El término lawfare procede de la unión de las palabras inglesas law (ley) y warfare (guerra). Se utiliza para describir el supuesto empleo estratégico de procedimientos judiciales con fines políticos, es decir, cuando se considera que una investigación, una querella o un proceso penal persigue desgastar a un adversario más que esclarecer un posible delito.
No existe una definición jurídica en el ordenamiento español. Es un concepto político y académico cuyo uso se ha extendido especialmente en América Latina y, posteriormente, en Europa.
Quienes denuncian el lawfare sostienen que determinados procedimientos judiciales pueden convertirse en una herramienta para influir en la opinión pública, alterar la competición política o condicionar decisiones institucionales.

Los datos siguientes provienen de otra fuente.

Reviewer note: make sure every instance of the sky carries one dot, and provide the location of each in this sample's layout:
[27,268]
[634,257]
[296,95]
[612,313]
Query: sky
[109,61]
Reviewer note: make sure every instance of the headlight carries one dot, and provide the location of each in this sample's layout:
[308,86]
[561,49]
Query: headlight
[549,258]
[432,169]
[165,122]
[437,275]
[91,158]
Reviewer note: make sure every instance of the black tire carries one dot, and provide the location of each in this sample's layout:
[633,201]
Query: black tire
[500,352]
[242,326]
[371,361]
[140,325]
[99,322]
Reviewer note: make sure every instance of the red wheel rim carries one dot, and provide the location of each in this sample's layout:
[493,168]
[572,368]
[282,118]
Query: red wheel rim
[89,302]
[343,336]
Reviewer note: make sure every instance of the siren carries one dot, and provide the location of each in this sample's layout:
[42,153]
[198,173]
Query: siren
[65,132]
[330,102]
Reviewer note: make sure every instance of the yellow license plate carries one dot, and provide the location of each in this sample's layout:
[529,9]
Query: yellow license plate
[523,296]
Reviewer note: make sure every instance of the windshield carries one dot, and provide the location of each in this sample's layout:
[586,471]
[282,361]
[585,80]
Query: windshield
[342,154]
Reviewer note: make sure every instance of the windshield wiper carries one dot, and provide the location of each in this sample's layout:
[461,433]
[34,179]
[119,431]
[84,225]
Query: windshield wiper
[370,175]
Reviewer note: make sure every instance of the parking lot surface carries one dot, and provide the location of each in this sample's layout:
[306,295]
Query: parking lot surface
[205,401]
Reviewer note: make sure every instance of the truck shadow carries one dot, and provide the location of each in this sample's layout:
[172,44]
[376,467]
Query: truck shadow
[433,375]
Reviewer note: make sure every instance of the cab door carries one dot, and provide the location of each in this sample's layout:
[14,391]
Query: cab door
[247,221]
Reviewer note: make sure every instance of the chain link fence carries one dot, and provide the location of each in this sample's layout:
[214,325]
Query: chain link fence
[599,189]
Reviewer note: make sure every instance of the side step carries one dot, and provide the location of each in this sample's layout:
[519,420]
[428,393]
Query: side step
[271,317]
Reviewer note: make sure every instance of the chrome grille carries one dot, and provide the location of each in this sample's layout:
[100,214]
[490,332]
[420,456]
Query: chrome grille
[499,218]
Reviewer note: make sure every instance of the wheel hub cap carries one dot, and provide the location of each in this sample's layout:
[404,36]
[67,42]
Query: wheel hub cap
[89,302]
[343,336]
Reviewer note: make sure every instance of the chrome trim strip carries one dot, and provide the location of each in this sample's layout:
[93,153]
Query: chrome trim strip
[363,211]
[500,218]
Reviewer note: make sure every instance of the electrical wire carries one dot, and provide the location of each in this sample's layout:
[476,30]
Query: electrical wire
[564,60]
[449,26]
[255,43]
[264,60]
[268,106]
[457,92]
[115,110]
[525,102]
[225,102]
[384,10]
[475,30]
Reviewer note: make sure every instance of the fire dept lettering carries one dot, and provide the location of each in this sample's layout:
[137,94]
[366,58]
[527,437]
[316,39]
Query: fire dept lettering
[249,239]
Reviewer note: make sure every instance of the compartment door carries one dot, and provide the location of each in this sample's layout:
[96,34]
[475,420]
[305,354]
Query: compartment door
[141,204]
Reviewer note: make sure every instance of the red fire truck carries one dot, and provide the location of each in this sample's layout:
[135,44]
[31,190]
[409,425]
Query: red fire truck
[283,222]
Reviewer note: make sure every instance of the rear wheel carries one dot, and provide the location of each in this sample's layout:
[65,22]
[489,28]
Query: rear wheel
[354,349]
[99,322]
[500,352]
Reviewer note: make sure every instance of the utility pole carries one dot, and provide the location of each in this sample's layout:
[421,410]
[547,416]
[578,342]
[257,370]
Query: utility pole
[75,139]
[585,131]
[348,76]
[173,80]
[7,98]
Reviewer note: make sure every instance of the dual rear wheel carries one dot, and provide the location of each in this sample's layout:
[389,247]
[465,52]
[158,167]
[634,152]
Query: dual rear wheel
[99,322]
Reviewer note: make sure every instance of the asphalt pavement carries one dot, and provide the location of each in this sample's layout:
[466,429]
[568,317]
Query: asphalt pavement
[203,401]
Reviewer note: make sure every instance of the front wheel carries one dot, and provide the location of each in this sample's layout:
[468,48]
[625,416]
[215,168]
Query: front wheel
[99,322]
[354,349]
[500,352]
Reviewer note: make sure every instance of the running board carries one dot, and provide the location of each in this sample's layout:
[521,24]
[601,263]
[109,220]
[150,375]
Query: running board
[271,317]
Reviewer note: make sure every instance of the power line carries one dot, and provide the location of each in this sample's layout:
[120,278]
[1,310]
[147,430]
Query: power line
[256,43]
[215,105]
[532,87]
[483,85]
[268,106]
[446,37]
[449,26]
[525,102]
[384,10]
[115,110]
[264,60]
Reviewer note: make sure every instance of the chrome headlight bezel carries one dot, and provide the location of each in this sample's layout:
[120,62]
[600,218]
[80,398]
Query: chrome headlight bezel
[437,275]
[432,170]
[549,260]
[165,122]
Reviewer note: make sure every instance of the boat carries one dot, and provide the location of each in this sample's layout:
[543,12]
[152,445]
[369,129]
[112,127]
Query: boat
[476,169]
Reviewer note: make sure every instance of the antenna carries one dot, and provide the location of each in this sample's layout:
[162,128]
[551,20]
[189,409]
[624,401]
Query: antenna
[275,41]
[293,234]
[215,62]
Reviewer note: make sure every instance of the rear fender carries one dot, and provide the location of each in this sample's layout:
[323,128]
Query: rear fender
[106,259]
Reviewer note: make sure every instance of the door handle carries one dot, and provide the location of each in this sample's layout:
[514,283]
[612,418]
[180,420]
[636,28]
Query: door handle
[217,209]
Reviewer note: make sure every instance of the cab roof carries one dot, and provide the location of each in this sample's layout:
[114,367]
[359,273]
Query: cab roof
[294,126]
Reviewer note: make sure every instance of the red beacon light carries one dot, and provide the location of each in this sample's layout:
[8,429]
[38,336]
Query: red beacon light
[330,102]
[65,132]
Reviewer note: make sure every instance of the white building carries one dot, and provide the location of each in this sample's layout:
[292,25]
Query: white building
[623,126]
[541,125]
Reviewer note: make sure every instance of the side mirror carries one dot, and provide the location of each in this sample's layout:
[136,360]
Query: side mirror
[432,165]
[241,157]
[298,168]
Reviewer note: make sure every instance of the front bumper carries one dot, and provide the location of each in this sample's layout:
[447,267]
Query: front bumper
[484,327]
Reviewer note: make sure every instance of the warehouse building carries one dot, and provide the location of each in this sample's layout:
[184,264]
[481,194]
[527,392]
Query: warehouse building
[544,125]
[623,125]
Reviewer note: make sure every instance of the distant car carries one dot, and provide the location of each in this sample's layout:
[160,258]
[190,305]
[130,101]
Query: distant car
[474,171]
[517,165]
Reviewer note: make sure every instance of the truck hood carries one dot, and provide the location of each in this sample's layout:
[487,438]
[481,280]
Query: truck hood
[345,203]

Sus detractores, en cambio, consideran que invocar el lawfare puede convertirse en una forma de desacreditar a jueces, fiscales o fuerzas de seguridad cuando investigan posibles delitos.
Judicialización de la política
La expresión ha recuperado fuerza en España por la coincidencia de varias investigaciones judiciales de gran repercusión política. En los últimos meses, el Gobierno y dirigentes del PSOE han denunciado una supuesta estrategia de judicialización de la política en relación con causas que afectan al entorno del Ejecutivo.
Al mismo tiempo, la oposición sostiene que las investigaciones responden exclusivamente al funcionamiento normal de la Justicia y acusa al Gobierno de intentar deslegitimar a los tribunales.
Este choque de discursos ha convertido el lawfare en una de las palabras más repetidas en el debate público.
Los casos que alimentan la discusión
El debate sobre el lawfare aparece vinculado a varios procedimientos que ocupan la actualidad política:
- La investigación sobre Begoña Gómez, esposa del presidente del Gobierno.
- La causa que afecta al fiscal general del Estado, Álvaro García Ortiz.
- Las diligencias abiertas sobre José Luis Rodríguez Zapatero en relación con el llamado caso Bolivia y la investigación de Plus Ultra.
- La investigación judicial del caso Leire Díez, instruida en la Audiencia Nacional.
Cada uno de estos procedimientos tiene naturaleza, objeto y situación procesal diferentes, pero todos han sido utilizados en el debate político para defender o rechazar la existencia de un supuesto fenómeno de lawfare.
Un concepto que divide a los partidos
El PSOE ha utilizado el término en diversas ocasiones para denunciar lo que considera una utilización política de determinadas actuaciones judiciales.
El PP y Vox, por su parte, rechazan esa interpretación y sostienen que las investigaciones deben desarrollarse con independencia, sin presiones políticas y con pleno respeto a las resoluciones judiciales.
La controversia también alcanza al debate institucional sobre la independencia judicial, el funcionamiento del Ministerio Fiscal y el papel de las fuerzas de seguridad en las investigaciones penales.
Confianza en la Justicia
La discusión coincide con un momento de creciente desconfianza ciudadana hacia la imparcialidad de la Justicia.
El estudio de 40dB para el País y la Cadena SER concluye que más del 65% de los ciudadanos cree que en España existe lawfare y que solo el 32,2% considera que las resoluciones judiciales sobre asuntos políticos suelen ser “justas e imparciales”.
En paralelo, el sondeo de Ipsos para La Vanguardia refleja que casi seis de cada diez españoles creen que “hay jueces que están haciendo política” y que solo el 41% considera que la mayoría de los jueces actúa de forma imparcial.